An ontology is a formal representation of a domain modeling the entities in the domain and their relations. When a domain is represented by multiple ontologies, there is need for creating mappings among these ontologies in order to facilitate the integration of data annotated with these ontologies and reasoning across ontologies. The objective of this paper is to recapitulate our experience in aligning large anatomical ontologies and to reflect on some of the issues and challenges encountered along the way. The four anatomical ontologies under investigation are the Foundational Model of Anatomy, GALEN, the Adult Mouse Anatomical Dictionary and the NCI Thesaurus. Their underlying representation formalisms are all different. Our approach to aligning concepts (directly) is automatic, rule-based, and operates at the schema level, generating mostly point-to-point mappings. It uses a combination of domain-specific lexical techniques and structural and semantic techniques (to validate the mappings suggested lexically). It also takes advantage of domain-specific knowledge (lexical knowledge from external resources such as the Unified Medical Language System, as well as knowledge augmentation and inference techniques). In addition to point-to-point mapping of concepts, we present the alignment of relationships and the mapping of concepts group-to-group. We have also successfully tested an indirect alignment through a domain-specific reference ontology. We present an evaluation of our techniques, both against a gold standard established manually and against a generic schema matching system. The advantages and limitations of our approach are analyzed and discussed throughout the paper.

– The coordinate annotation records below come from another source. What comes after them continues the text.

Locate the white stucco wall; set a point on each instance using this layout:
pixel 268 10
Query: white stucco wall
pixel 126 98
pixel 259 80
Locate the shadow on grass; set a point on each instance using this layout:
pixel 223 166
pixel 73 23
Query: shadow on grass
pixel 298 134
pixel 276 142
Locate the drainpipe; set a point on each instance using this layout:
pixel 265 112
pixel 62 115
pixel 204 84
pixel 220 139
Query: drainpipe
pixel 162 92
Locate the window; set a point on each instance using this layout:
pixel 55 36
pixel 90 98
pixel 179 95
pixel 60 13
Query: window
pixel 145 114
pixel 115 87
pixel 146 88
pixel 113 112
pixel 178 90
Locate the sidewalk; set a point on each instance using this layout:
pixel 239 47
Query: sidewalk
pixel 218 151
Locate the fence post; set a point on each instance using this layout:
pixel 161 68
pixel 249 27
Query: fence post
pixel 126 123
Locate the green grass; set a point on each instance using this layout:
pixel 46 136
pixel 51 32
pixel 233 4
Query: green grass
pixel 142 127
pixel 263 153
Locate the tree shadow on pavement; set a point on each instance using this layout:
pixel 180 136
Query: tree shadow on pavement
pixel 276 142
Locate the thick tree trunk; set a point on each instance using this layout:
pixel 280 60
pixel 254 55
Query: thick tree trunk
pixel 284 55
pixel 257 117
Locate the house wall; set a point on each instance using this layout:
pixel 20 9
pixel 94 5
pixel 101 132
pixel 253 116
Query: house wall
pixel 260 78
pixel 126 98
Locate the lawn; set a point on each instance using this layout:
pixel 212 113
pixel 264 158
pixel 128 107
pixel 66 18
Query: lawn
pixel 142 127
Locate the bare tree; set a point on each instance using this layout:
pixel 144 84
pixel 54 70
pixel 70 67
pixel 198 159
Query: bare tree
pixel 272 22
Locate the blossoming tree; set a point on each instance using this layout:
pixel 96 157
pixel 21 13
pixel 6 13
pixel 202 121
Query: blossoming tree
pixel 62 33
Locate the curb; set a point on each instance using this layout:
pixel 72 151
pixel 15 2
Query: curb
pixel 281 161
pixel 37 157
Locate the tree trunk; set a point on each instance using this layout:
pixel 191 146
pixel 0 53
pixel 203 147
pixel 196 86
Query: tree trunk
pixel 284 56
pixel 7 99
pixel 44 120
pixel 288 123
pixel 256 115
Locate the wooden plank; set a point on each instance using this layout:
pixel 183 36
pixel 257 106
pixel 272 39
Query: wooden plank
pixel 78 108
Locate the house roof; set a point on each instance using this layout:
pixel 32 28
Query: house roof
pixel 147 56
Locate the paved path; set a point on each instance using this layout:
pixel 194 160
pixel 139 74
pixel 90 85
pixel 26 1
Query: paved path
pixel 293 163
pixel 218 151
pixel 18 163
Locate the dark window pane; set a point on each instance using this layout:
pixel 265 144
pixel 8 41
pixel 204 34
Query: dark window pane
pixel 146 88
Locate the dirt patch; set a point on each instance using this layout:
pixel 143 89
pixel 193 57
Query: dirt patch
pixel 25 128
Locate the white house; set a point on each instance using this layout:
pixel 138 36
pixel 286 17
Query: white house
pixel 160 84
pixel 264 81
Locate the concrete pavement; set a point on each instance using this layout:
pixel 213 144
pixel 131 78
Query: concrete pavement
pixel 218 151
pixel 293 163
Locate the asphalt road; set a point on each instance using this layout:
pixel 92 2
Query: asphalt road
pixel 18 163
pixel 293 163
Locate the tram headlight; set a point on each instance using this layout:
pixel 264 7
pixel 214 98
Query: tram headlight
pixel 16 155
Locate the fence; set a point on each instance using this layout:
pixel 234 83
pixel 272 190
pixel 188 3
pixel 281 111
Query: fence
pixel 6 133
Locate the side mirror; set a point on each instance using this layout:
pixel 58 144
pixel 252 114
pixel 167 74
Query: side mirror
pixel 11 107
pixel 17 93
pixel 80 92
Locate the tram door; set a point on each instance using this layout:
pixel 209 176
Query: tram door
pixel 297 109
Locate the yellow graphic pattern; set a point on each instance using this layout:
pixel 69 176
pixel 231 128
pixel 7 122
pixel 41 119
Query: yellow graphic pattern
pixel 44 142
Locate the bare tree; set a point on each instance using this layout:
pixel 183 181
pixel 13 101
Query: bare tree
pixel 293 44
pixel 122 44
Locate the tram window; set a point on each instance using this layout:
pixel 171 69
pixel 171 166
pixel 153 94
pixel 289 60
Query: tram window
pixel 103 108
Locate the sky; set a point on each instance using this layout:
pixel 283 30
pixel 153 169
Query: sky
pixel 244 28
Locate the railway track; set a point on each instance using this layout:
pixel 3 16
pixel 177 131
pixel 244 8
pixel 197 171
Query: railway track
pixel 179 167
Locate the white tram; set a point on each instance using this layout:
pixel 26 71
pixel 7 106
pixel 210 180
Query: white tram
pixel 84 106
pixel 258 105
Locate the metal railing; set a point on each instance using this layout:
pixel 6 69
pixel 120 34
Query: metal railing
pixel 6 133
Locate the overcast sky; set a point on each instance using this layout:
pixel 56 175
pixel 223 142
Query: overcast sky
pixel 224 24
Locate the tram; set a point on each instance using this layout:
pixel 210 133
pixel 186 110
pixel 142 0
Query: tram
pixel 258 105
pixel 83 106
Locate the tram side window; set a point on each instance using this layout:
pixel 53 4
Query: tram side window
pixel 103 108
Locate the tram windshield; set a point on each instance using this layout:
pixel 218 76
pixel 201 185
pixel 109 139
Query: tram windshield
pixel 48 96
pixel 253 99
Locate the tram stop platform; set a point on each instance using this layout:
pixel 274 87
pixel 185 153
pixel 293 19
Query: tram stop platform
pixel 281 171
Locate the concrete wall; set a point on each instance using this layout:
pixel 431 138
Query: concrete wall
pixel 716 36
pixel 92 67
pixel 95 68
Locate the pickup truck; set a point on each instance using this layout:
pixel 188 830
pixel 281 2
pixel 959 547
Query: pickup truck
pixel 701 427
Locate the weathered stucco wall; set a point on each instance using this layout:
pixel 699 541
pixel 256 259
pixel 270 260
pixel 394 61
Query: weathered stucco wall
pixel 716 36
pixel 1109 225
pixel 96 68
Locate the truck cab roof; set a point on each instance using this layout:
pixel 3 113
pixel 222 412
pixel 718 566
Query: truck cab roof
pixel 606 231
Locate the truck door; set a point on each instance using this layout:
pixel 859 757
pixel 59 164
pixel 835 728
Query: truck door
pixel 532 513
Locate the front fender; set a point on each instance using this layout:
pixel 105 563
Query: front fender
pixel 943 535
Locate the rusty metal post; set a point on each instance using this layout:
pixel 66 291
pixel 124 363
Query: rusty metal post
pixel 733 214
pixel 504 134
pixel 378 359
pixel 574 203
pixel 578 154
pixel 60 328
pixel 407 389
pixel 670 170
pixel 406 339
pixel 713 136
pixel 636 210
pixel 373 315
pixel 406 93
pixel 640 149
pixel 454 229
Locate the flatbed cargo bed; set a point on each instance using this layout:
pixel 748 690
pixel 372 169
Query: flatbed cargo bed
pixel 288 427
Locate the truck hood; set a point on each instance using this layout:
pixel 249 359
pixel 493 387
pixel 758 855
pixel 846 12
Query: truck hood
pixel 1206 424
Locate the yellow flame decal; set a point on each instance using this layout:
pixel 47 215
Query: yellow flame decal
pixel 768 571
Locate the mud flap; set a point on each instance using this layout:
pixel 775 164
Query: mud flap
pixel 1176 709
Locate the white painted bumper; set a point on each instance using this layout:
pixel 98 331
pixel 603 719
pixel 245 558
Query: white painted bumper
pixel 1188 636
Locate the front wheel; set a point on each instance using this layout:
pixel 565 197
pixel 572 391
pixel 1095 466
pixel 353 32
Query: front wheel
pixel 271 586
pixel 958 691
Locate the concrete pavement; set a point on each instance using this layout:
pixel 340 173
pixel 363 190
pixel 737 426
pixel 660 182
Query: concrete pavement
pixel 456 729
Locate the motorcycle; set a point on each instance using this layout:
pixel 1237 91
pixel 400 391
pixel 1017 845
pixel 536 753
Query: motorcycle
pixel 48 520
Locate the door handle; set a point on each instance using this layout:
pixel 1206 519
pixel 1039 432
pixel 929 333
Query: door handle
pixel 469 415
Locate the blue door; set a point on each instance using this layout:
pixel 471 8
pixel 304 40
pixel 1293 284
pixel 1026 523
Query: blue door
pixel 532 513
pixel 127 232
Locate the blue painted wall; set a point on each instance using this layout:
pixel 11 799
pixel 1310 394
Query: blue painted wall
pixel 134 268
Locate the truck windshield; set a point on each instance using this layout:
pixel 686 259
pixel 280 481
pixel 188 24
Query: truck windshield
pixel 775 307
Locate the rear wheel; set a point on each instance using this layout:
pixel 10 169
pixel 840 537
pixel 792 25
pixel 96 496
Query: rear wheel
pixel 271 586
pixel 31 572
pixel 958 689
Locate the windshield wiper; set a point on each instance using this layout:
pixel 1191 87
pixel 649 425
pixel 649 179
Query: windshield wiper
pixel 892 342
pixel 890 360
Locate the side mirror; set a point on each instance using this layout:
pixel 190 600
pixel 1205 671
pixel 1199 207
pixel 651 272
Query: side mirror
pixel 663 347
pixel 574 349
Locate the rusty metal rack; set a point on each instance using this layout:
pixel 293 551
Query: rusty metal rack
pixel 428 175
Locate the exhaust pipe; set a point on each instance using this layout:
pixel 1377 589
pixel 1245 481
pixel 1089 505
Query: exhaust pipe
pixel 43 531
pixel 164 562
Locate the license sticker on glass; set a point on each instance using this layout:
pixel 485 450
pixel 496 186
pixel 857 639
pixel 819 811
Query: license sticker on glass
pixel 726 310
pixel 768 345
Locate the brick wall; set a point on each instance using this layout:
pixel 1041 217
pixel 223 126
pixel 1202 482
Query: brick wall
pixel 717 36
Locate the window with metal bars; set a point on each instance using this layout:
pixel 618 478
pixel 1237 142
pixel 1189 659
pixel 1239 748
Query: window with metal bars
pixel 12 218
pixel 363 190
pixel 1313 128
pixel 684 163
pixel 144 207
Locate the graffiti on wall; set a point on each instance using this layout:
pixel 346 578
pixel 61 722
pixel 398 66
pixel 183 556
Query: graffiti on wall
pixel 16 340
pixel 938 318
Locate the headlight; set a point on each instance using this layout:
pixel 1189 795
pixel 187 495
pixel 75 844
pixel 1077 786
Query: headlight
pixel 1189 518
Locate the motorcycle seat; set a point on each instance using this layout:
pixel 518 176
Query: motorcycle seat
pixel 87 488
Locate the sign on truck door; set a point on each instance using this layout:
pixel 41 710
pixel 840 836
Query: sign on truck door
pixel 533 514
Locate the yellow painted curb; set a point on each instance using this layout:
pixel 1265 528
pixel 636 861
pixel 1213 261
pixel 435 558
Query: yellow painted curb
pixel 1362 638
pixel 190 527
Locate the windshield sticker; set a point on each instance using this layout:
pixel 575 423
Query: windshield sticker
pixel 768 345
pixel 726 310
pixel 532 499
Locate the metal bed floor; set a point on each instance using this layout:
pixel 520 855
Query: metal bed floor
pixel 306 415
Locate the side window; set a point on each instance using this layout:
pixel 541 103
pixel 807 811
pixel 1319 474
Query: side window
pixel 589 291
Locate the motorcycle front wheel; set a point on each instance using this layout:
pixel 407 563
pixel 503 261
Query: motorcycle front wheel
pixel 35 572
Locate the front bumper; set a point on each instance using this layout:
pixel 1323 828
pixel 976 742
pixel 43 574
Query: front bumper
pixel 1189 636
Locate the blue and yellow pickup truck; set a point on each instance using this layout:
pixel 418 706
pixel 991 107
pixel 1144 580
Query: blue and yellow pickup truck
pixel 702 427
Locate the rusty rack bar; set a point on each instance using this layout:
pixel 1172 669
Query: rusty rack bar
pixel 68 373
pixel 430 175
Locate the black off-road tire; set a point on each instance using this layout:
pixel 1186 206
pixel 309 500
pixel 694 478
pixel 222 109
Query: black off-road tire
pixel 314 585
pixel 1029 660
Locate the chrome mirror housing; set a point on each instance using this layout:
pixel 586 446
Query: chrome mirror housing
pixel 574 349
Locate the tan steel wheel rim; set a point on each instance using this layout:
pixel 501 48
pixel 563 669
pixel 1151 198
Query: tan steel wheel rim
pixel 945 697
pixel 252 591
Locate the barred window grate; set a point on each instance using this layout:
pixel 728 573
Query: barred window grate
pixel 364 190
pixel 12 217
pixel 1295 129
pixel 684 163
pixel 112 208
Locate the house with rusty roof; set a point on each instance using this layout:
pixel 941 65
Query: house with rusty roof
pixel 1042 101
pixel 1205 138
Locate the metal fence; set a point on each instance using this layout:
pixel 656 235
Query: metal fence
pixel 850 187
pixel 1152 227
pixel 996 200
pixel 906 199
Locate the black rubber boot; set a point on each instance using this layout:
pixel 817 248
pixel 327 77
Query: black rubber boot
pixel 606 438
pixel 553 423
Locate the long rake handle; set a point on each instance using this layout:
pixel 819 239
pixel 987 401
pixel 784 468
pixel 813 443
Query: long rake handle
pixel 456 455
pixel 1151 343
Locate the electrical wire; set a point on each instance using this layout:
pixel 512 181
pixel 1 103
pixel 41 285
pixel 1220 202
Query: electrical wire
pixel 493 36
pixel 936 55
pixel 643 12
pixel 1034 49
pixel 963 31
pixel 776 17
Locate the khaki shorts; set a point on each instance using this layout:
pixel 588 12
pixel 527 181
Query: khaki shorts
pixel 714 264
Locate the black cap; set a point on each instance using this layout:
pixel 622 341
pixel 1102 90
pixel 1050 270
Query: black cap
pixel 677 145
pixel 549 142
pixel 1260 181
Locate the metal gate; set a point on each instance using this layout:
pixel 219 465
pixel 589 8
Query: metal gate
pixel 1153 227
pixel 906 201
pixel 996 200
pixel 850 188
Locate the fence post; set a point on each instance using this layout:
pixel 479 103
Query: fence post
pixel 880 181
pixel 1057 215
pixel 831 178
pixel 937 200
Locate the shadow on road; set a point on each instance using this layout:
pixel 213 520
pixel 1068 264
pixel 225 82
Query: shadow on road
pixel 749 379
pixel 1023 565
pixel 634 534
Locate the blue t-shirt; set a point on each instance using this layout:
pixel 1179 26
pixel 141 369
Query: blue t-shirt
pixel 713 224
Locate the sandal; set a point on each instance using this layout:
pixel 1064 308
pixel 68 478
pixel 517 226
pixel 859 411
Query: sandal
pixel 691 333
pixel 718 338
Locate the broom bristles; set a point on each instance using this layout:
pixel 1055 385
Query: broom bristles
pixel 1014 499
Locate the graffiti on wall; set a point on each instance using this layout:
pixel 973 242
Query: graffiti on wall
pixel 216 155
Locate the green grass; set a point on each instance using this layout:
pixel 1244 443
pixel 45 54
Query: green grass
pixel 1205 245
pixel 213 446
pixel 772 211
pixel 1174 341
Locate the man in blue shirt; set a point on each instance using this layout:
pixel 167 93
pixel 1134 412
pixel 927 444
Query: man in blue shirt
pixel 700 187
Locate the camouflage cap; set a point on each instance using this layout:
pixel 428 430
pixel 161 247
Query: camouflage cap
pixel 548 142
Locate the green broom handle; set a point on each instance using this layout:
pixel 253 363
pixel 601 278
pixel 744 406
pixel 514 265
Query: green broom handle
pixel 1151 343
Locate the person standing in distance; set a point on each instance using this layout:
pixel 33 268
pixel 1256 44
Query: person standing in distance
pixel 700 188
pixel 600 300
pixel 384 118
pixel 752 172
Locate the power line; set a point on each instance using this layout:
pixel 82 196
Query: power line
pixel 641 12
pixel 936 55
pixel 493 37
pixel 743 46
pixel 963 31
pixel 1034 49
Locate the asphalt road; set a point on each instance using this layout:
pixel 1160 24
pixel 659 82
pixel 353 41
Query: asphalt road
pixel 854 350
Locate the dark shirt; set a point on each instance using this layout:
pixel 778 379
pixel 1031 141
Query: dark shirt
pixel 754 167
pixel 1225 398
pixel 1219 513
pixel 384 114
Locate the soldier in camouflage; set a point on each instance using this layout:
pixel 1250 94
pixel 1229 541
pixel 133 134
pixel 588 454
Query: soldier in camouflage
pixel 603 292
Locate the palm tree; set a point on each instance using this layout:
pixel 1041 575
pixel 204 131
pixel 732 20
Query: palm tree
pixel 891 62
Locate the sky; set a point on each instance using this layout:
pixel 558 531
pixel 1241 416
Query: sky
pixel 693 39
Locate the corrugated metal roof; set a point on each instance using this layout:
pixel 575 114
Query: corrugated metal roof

本体是对一个领域的形式化表示,它对该领域中的实体及其关系进行建模。当一个领域由多个本体表示时,需要在这些本体之间创建映射,以便促进用这些本体注释的数据的集成以及跨本体的推理。本文的目的是总结我们在对齐大型解剖学本体方面的经验,并思考在此过程中遇到的一些问题和挑战。所研究的四个解剖学本体是解剖学基础模型、盖伦模型、成年小鼠解剖学词典和美国国立癌症研究所叙词表。它们的底层表示形式各不相同。我们(直接)对齐概念的方法是自动的、基于规则的,并且在模式级别上运行,主要生成点对点映射。它结合了特定领域的词汇技术以及结构和语义技术(以验证词汇上建议的映射)。它还利用特定领域的知识(来自外部资源如统一医学语言系统的词汇知识,以及知识增强和推理技术)。除了概念的点对点映射外,我们还展示了关系的对齐以及概念组到组的映射。我们还通过一个特定领域的参考本体成功测试了间接对齐。我们针对手动建立的黄金标准以及通用模式匹配系统对我们的技术进行了评估。本文自始至终分析并讨论了我们方法的优点和局限性。